Bradford details the current energy climate and the negative effects it has on the planet, effects that will cause energy markets to cease being as profitable as they once were. Although he debunks the myth that we will someday run out of fossil fuel, he does bring attention to the possibility of waning reserves. He also points out the polluting effects from more than a century’s worth of coal burning. But for the most part, he avoids playing up the predicted energy crises.
“It’s one of those things I like to talk about but have to be careful around when I’m pitching the business economic inevitability [of solar energy], because it gets into some fuzzier issues that capital markets don’t usually like to think about,” he tells me.
The “economic inevitability” of solar power is where Bradford spends most of his time in the book. Simply stated, he believes that energy prices will continue to rise to a point where it is more cost-effective for both businesses and homeowners to spend an extra amount of money on sun gathering equipment and enjoy cheaper energy from an astronomical resource that is not scheduled to burn out for another five billion years.
According to the U.S. Department of Energy’s website, if solar panels covered nine percent of Nevada, they would be capable of generating enough electricity to power the entire country, for a year.
The question that usually surfaces when faced with this information is one that always makes Bradford chuckle.
“My girlfriend is from Finland, and she’s always asking me, ‘What about the paper mills in Finland?’”
Finland, like many other countries in the upper northern hemisphere, experiences a phenomenon known as polar night, meaning the sun doesn’t come up during certain seasons, often for periods lasting longer than 24 hours.

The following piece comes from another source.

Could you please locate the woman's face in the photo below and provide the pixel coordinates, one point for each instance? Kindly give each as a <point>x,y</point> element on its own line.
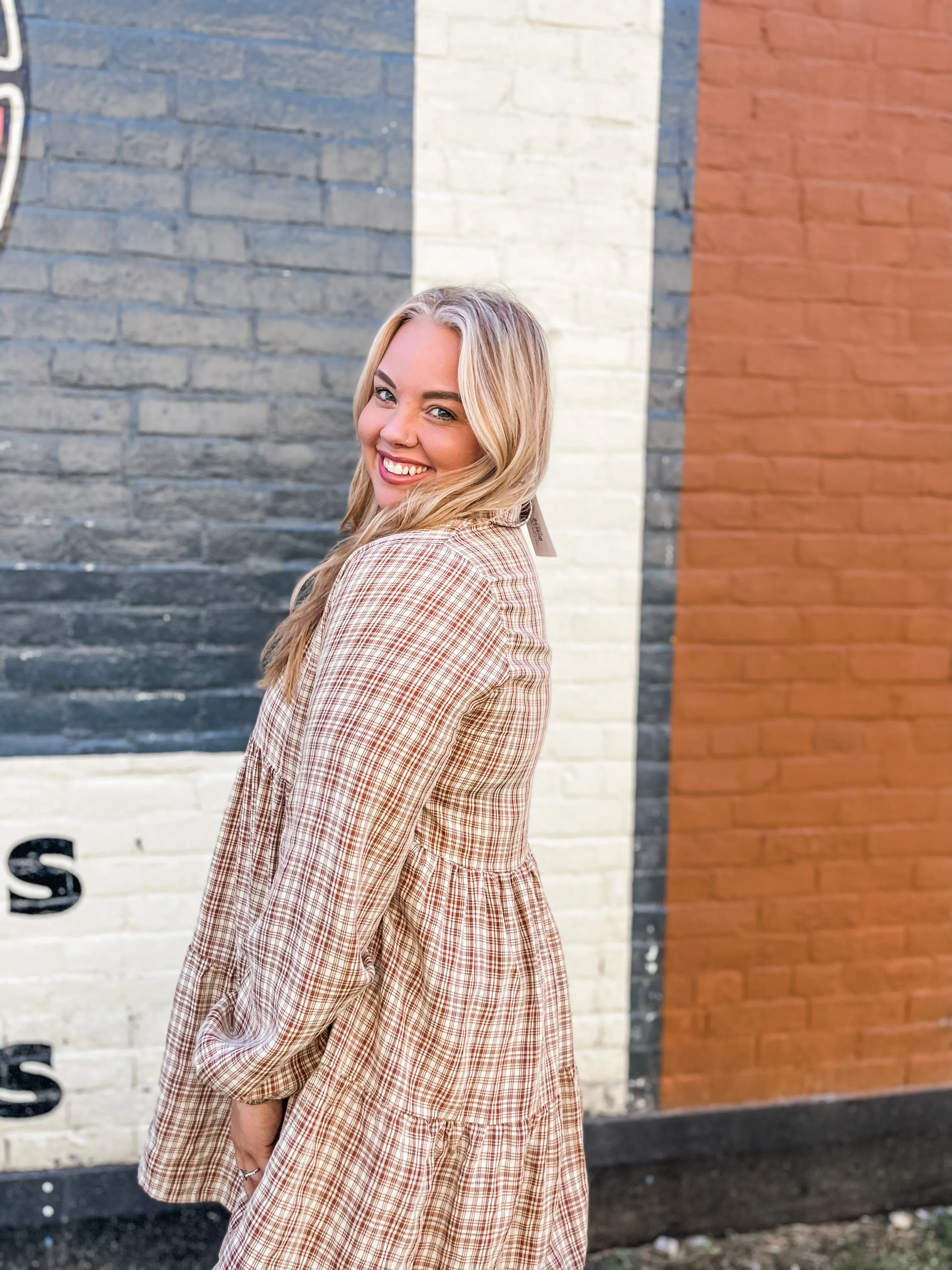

Not all locations would be prime for solar energy gathering, but that’s no burr in the solar saddle, according to Bradford. He sees the sunnier portions of the globe, such as the Sahara desert, as solutions to the dilemma of solar availability.
The Trans-Mediterranean Renewable Energy Cooperation (TREC) has developed a plan to place large solar collectors in the Sahara, and then funnel enormous amounts of energy across the Mediterranean Sea. This will create the potential to power nearly the entire European Union, plus the Middle East and parts of North Africa. The amount of desert space required? Less than 0.3 percent, according to TREC.
“It was Buckminster Fuller who said ‘Tie all the grids together,’” remembers Bradford. This connectivity is a major banking point for him in arguing the economical goodness of solar.
The book is very freshly out, and the energy community has yet to really take note of his theories. Currently, promoting his book and the “inevitability” of solar energy is a full-time job for Bradford.
“We’re certainly finding a tremendous of support and appreciation but we haven’t yet translated that into cash,” he says with a grin.
Randall Ellis, professor of economics at Boston University, was unfamiliar with Bradford’s book, but has his doubts about the future prevalence of solar power.
“Whether it will be a dominant force in the future of energy remains to be seen,” Ellis says. “Nuclear power is still a contender,” he adds.
Gary Schmitz, spokesperson for the National Renewable Energy Laboratory (NREL), had similar apprehension.
“I don’t think anybody [at NREL] is predicting it’s going to be the cheapest form of energy,” Schmitz says. “However, we do believe it will be cost competitive.”
It remains to be seen whether or not the energy community at large will embrace Bradford’s predictions.
“You may buy the thesis or you may not but if you get involved and you’re right, the opportunities are vast. If you don’t believe it and you’re wrong, you will have missed the opportunity of a generation.”
Confident words from Bradford, a former market player, now fully invested in renewable energy. And as he shows me his solar bag, capable of charging his phone and laptop, it is impossible not to imagine a future where a majority of our energy is derived from the oldest fire in our star system.